I’m reporting to you today by phone – on the way back from Cuba. Our delegation of 12 was mostly farmers – all with a sincere interest in normalizing relations with Cuba.
Our timing was good, because, while we were in Cuba, the Congress passed a stimulus bill that includes modest relief in tourism and trade. But we still have a long way to go.
Here are some of my observations from the trip.
Cuba has a population of 11 million people. They are warm, friendly, educated, and reasonably well fed – better fed than their skinny dogs and cows. They are importing 80% of their food and 60% of their fuel. They don’t have enough money to buy the fertilizer they need. They need corn and soy to feed their cattle, pigs, and chickens. The cattle didn’t look very good because they were trying to feed them sugar cane – not a good substitute for corn. However, they have been importing some distillers dried grain from the U.S., but not enough. Years ago, they made some money selling sugar. Now, their main sources of income are tobacco, nickel, and tourism.
If the U.S. opened the door to tourism and trade, that would be a big boost to their economy. Our farm exports to Cuba would likely jump from 800 million dollars last year to 4 or 5 billion dollars.
To really energize their economy, they will need to be willing to open it up and accept the market principles of capitalism, like China has, and Viet Nam. Right now, Cuba’s economy is in a strangle hold of government control.

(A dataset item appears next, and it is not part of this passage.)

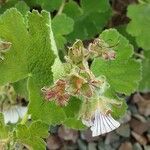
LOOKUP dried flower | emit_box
[80,97,120,136]
[42,79,70,106]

We visited a dairy farm where the father and son milked 25 cows by hand. They couldn’t even afford a milking machine. Most of the Cuban farm land is tilled by oxen – very few tractors. I saw no lawn mowers, almost no cell phones.
Fifty years ago, a revolution swept across Cuba and Fidel Castro confiscated everything – farms, homes, businesses, everything in the country. And, to this day with the exception of some small farms and farmer co-ops, the government controls everything.
We met with government officials. They desperately want trade and tourism from the U.S.
It is embarrassing that we have kept the embargo in place all of these years. It should have been lifted years ago. Certainly, that tiny island country 90 miles from our shore is no threat to us.